Initially I was not captured by the writing. Parts of the Preface and the first couple of pieces on Mary, Hagar, and Mary of Magdala lacked poignancy. I was irritated by the author’s erroneous portrayal, at least twice in the book,  of Mary of Magdala as a “prostitute” and as a “woman who had sinned in the flesh.” Mary has been unjustly maligned since the fourth century, yet nowhere in scripture has she been identified as a public sinner or a “prostitute.”

But when the author transitioned to contemporary Madonnas, I became intrigued, drawn in by the understated power of Edmisten’s writing.  Even the five themes of her book are powerful: Madonnas, Neither Male nor Female, Impure Places, Lamentations, and Anticipating Grace. She is searching, actually longing, for answers, better behavior, and an end to the injustices perpetrated against women by the Church. And she is doing so in thought-provoking writings. In her essay, “The Tragedy of Abortion,” she takes on the Church’s stand against abortion and birth control as being against “natural law,” and in the same essay questions the sexual abuse by priests and others, concluding that “the Church should compare the ‘sin’ of condoms and the thwarting of sperm with the prevalence of sexually violent acts against children and women that truly violate natural law.”

In her quest for wisdom, Edmisten brings the reader along with her.

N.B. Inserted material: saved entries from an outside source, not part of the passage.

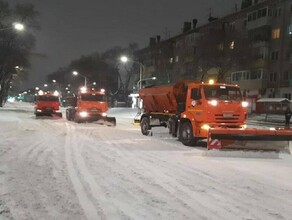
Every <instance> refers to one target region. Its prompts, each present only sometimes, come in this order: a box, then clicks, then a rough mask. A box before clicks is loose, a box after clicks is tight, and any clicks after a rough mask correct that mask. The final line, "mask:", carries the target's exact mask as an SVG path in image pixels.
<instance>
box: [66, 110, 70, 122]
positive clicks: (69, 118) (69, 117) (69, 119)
mask: <svg viewBox="0 0 292 220" xmlns="http://www.w3.org/2000/svg"><path fill="white" fill-rule="evenodd" d="M66 119H67V120H68V121H70V115H69V112H68V111H66Z"/></svg>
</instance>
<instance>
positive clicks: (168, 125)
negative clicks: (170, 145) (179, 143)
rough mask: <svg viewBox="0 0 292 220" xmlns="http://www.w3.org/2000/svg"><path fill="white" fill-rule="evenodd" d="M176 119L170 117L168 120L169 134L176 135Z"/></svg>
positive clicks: (176, 123) (175, 136)
mask: <svg viewBox="0 0 292 220" xmlns="http://www.w3.org/2000/svg"><path fill="white" fill-rule="evenodd" d="M177 124H178V123H177V120H175V119H173V118H171V119H169V121H168V126H169V134H171V135H172V137H177Z"/></svg>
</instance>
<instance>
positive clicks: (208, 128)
mask: <svg viewBox="0 0 292 220" xmlns="http://www.w3.org/2000/svg"><path fill="white" fill-rule="evenodd" d="M201 128H202V129H203V130H209V129H210V126H209V125H208V124H204V125H202V127H201Z"/></svg>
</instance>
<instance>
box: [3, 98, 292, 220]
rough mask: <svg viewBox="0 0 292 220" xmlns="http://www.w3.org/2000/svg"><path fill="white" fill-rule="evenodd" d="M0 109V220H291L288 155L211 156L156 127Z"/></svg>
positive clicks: (118, 122)
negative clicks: (57, 116)
mask: <svg viewBox="0 0 292 220" xmlns="http://www.w3.org/2000/svg"><path fill="white" fill-rule="evenodd" d="M111 112H112V114H114V115H115V116H116V118H117V127H115V128H113V127H106V126H102V125H98V124H95V123H85V124H75V123H74V122H68V121H66V120H65V118H62V119H58V118H46V117H45V118H41V119H36V118H35V116H34V115H33V107H32V106H31V105H29V104H25V103H15V104H7V105H6V106H5V107H4V108H2V109H0V140H1V142H0V219H1V220H2V219H4V220H6V219H15V220H18V219H21V220H22V219H25V220H26V219H27V220H28V219H37V220H39V219H45V220H47V219H58V220H59V219H68V220H69V219H70V220H71V219H76V220H79V219H80V220H82V219H88V220H91V219H94V220H95V219H232V220H233V219H265V220H266V219H287V220H288V219H292V200H291V198H292V157H291V155H288V154H282V155H280V158H279V159H272V157H270V156H271V155H270V154H266V155H264V154H263V153H261V155H260V156H259V157H257V155H259V154H254V156H255V157H254V158H248V157H245V156H244V155H245V154H244V153H243V152H242V153H239V154H238V157H218V156H216V157H215V156H212V154H208V153H207V152H206V151H207V150H206V149H205V148H202V147H198V148H190V147H186V146H183V145H182V144H181V143H180V142H178V141H177V140H176V139H174V138H171V137H169V136H168V133H167V130H164V129H163V130H162V129H157V130H155V131H154V136H153V137H146V136H143V135H142V134H141V133H140V129H139V127H135V126H132V125H131V122H132V119H133V116H134V112H133V111H131V109H113V110H112V111H111Z"/></svg>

Her poetry and prose clearly delineate the ambivalence many face with the church: both love of the Scripture and the Eucharist and anger at the injustices. I will recommend this book to my Church reading group.

Paula Hamilton, wife of Robert Hamilton (Ethiopia 1965–67) is Director of Sanctuary for Sacred Arts, a non-profit to save and promote religious art, based in Portland, Oregon. She has been a librarian for 30 years and is currently consulting with architects to design and automate libraries.